Aku kesal dengan sikap pecicilan Diandra, kenapa semenjak hamil dia begitu seduktif dan liar. Aku merasa takut kehilangan dia, walau sikapnya seperti mencintaiku. Tapi dia tak pernah membalas ucapanku kalau aku bilang i love you.
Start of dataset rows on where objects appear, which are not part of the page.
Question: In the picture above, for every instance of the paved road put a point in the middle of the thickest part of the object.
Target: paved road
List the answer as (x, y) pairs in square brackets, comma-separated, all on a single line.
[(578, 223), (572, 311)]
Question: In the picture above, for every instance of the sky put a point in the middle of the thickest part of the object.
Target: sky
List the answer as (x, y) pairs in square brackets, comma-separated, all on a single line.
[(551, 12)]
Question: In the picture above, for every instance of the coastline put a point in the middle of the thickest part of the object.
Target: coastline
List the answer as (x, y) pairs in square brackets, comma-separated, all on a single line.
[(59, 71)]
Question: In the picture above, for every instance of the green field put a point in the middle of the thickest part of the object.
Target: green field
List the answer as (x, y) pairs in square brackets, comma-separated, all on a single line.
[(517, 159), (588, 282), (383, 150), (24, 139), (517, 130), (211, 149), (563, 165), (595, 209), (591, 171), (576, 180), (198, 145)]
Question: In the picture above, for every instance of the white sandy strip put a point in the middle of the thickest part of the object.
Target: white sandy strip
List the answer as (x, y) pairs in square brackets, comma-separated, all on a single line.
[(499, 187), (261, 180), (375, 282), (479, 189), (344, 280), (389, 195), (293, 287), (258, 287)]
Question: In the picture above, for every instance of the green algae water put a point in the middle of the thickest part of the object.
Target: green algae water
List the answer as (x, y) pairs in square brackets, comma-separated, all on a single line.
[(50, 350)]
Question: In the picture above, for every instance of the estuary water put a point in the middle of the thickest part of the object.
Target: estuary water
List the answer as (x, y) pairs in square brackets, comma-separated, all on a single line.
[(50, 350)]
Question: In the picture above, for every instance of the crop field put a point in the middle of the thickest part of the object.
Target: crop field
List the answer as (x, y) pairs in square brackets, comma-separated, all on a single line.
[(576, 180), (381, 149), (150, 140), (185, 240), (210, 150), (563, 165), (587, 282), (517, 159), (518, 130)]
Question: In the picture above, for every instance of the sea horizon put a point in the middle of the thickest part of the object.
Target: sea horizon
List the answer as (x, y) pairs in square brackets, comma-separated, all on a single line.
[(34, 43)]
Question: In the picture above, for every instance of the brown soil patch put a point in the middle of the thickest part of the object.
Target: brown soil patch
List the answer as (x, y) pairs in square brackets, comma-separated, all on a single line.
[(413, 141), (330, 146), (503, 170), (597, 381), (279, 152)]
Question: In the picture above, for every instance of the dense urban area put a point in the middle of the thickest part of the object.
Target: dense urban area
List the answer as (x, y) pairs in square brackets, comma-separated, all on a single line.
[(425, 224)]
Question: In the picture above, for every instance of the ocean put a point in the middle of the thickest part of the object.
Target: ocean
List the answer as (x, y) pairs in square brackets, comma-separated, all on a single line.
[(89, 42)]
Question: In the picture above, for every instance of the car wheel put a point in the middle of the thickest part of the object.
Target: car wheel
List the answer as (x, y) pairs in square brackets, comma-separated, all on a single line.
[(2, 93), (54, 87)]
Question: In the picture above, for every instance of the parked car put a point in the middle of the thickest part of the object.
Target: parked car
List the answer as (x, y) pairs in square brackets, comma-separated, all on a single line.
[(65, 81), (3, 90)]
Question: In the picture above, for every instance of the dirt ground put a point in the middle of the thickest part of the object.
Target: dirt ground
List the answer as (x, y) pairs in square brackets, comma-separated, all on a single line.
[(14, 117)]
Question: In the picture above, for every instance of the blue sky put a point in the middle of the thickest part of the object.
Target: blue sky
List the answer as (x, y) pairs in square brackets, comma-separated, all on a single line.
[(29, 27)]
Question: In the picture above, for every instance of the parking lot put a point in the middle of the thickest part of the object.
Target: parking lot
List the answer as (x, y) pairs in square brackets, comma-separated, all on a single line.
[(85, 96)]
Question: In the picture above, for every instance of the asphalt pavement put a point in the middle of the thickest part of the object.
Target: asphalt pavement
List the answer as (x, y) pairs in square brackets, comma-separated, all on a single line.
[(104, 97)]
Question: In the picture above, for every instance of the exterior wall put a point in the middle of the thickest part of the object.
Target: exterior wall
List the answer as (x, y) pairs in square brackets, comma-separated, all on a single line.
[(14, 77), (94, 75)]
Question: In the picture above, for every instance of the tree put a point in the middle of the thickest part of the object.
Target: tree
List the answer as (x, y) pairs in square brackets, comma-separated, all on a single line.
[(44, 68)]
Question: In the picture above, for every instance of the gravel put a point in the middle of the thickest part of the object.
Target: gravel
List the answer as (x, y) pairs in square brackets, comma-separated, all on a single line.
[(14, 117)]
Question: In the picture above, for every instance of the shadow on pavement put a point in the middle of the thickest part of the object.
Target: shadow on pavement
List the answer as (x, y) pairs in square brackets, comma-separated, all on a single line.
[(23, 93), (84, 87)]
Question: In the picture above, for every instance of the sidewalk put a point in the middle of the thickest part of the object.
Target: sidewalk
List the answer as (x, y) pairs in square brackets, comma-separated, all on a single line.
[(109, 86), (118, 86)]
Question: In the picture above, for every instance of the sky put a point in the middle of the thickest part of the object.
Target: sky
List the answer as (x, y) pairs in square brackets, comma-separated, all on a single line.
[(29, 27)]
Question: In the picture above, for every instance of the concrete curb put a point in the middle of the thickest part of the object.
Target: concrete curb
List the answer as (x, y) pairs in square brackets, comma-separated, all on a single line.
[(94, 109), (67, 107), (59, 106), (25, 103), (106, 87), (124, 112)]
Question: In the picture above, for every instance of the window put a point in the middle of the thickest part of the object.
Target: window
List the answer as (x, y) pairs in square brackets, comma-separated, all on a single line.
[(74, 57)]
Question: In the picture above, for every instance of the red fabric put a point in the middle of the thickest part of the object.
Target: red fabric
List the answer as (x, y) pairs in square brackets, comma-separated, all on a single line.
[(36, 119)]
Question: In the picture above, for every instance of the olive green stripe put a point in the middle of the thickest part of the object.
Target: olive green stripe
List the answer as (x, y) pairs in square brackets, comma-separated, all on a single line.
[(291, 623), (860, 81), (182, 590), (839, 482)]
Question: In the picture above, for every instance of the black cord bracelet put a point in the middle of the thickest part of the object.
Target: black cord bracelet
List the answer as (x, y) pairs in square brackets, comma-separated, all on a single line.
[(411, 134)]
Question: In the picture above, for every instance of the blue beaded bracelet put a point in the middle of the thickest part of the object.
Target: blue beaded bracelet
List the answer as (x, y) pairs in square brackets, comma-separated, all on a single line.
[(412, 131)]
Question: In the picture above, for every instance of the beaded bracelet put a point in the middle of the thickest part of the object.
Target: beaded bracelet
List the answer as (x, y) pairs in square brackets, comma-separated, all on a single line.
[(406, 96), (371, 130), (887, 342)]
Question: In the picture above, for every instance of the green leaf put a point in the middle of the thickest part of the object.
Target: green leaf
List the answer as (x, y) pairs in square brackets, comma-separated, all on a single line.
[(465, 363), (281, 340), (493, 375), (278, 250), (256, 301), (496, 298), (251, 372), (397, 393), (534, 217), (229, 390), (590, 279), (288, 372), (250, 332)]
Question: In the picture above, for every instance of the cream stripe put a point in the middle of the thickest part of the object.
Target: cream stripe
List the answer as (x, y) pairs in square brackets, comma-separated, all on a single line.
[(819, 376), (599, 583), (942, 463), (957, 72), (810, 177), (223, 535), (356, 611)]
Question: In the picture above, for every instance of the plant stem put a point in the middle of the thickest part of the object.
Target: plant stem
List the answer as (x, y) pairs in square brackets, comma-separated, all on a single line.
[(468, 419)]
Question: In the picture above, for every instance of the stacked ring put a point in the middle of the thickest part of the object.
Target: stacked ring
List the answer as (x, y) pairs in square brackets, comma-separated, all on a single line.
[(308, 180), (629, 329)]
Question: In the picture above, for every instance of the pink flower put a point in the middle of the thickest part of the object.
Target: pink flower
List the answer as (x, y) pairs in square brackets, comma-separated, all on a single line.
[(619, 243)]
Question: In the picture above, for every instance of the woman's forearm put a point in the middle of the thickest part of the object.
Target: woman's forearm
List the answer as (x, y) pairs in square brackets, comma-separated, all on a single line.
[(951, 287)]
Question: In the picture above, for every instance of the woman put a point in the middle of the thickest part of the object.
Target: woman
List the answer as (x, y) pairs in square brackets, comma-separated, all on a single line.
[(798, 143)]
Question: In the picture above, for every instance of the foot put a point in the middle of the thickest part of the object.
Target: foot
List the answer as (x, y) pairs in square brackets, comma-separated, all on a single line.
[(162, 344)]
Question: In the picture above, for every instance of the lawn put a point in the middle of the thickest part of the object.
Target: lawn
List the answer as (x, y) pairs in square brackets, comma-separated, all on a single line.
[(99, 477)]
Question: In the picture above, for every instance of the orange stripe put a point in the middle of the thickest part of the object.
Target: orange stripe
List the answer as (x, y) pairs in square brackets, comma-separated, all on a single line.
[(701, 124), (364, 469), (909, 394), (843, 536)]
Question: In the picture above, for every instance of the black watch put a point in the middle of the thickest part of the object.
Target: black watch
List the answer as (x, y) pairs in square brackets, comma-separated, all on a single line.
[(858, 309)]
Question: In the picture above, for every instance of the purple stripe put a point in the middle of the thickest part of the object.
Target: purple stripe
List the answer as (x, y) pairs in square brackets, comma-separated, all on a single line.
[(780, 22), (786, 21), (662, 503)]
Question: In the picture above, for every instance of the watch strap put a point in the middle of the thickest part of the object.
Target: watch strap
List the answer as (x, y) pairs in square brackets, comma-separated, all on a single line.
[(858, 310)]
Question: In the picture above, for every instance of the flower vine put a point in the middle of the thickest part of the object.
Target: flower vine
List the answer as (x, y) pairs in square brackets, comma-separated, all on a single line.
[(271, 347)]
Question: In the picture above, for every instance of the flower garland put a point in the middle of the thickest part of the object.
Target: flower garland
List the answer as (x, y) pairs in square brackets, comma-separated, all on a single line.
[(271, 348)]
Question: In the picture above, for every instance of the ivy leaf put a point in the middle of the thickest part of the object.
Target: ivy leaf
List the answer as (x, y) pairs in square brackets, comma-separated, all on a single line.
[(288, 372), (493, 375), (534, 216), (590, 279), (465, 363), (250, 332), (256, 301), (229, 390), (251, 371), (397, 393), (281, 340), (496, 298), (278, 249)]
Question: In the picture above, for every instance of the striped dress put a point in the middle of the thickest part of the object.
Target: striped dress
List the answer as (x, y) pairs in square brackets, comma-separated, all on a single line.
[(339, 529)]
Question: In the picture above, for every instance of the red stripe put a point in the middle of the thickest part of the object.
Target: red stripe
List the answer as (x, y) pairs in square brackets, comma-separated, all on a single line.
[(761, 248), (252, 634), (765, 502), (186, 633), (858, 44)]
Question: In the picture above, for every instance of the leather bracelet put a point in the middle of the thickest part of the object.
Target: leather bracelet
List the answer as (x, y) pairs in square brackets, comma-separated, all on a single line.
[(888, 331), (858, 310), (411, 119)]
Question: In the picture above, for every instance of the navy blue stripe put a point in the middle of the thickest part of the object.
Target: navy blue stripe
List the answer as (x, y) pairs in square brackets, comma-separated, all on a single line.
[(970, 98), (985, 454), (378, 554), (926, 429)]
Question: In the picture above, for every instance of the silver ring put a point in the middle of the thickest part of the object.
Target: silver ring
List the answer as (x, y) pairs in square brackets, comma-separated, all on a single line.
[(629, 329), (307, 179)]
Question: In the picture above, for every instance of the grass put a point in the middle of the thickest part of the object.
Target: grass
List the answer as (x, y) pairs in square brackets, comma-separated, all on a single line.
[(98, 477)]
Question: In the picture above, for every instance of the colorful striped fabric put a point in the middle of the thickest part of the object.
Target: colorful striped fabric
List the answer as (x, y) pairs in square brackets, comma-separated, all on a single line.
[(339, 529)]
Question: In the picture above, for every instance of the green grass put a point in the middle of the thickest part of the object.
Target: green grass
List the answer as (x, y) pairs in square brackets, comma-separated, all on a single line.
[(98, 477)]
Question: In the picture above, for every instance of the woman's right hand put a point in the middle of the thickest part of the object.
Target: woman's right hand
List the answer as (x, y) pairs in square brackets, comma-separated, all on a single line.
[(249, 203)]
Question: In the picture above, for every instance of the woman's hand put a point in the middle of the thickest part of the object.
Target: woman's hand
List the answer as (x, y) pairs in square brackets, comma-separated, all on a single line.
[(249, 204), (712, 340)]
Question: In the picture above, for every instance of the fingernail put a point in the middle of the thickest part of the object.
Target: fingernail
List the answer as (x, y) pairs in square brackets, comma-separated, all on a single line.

Aku mendengus kesal, walau tadi siang kami bercinta dengan panas. Tapi rasa cemburuku masih melekat, aku tak suka laki-laki lain menyentuh istriku. "Sayang...." ucap Diandra yang mulai terbangun dari tidurnya. Aku masih diam, enggan menjawabnya. "Kau kenapa?" tanya perempuan itu bingung. Aku bangkit dari tempat tidur dan masuk kedalam kamar mandi. Mungkin aku harus mandi biar otak dan pikiranku adem.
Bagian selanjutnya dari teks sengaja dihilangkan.